Johnston Press, owner of one of Argyll’spectrum of  great local newspapers, The Buteman, is in the position of having all of its 18 daily papers and 300 weekly ones profitable, having reduced its debt and improved its earnings-to-debt ratio – but seeing its bank costs almost double from £10.4 million to a knee-buckling £21.4 million.

The company has taken its formal debt down from £422 million to £401 million, a drop of £21 million.

The additional £10.9 million on its bank costs includes £5.6 million in higher interest charges and £4.9 million as a first installment of ‘special facility’ charges.

Basically, Johnston Press have been in a position where they could pay down their debt but not keep up with the interest charges. When the company was unable to make set dates, the bank took that as an opportunty to renegotiate the loan arrangements – hence the higher interest charges and the special facility charge.

Alongside this, the company saw its first rise since 2006 in underlying profit – up to £40.5 million – and a 2% rise in its operating profit.

The costs of financing though, led to a fall of 29% in its earnings per share, falling from 3.1p to 2.2p.

Costs and payroll were both reduced over the period.

The circulation revenues of the company’s titles have seen a slide of no more than 1.6% in July 2010 and digital revenues were up 9.7% on this July’s performance as compared with July 2009.

Total revenues continued what has been a falling pattern – sharply down 52% to £207 million.
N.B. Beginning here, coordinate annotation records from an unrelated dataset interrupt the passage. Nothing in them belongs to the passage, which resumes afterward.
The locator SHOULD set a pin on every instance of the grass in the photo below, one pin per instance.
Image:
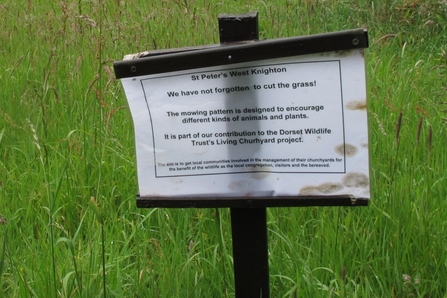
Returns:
(69, 226)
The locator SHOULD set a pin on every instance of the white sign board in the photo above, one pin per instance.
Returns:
(293, 126)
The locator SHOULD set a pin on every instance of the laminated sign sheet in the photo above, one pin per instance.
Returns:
(291, 126)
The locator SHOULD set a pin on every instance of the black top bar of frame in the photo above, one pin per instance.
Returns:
(197, 57)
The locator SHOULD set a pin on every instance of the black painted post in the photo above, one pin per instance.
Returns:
(249, 225)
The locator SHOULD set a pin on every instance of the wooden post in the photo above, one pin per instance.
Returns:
(249, 225)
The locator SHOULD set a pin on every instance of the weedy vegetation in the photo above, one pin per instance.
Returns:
(69, 226)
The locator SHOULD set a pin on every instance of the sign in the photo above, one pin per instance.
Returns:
(293, 126)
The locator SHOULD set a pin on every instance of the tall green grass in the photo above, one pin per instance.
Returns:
(69, 226)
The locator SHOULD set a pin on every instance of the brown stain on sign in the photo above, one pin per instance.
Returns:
(259, 175)
(325, 188)
(346, 149)
(357, 180)
(356, 105)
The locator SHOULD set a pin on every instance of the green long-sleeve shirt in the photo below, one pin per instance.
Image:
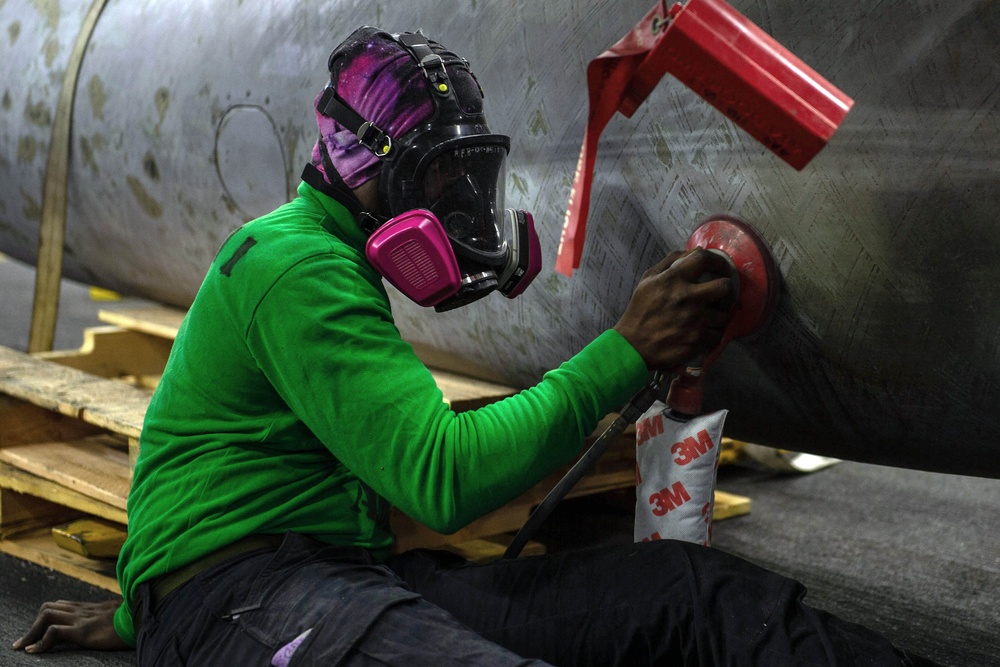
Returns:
(290, 403)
However, a brake has been put on the rate of decline of advertising revenues – compare the mid-2009 figure of 25.4% decline with a 2010 first half of 5.2%  – and an encouraging further reduction in fall rate in July and August 2010 – to 3.7%.
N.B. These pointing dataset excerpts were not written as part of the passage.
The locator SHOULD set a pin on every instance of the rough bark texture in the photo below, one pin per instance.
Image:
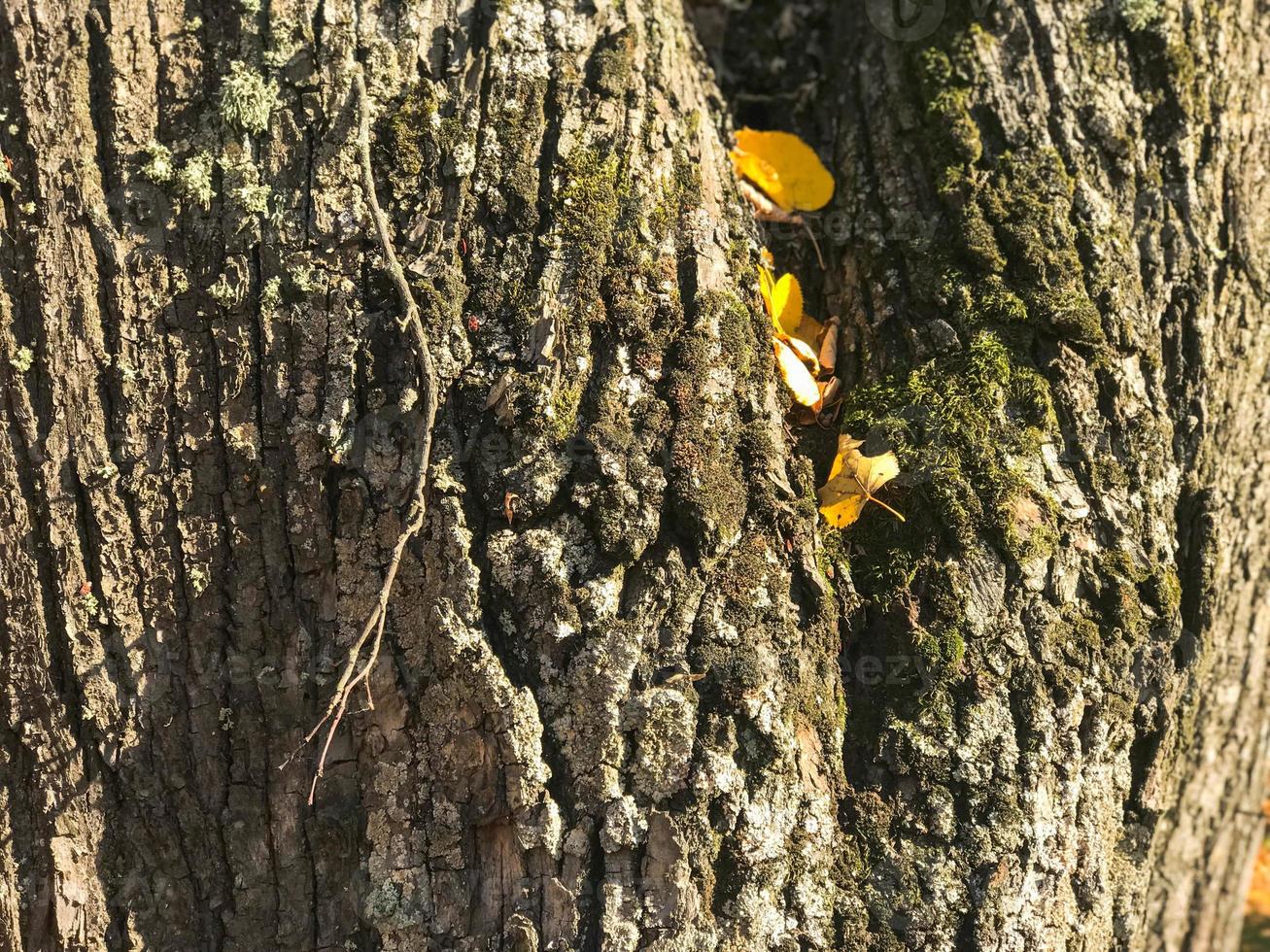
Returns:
(633, 695)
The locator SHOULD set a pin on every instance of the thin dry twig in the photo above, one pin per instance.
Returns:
(357, 669)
Support for current performance came from an increase in property advertising, up by 9.5% – a by-product of the recession and the fall in house sales.

The relaunch of the company’s digital service on job availabilities has produced an improvement leading to a strategy to grow the group’s job advertising revenues.

Johnston Press shares, down by 50% since May 2010, showed a positive response to the news with a 6.25% rise in share price -  up by 1p to 16p.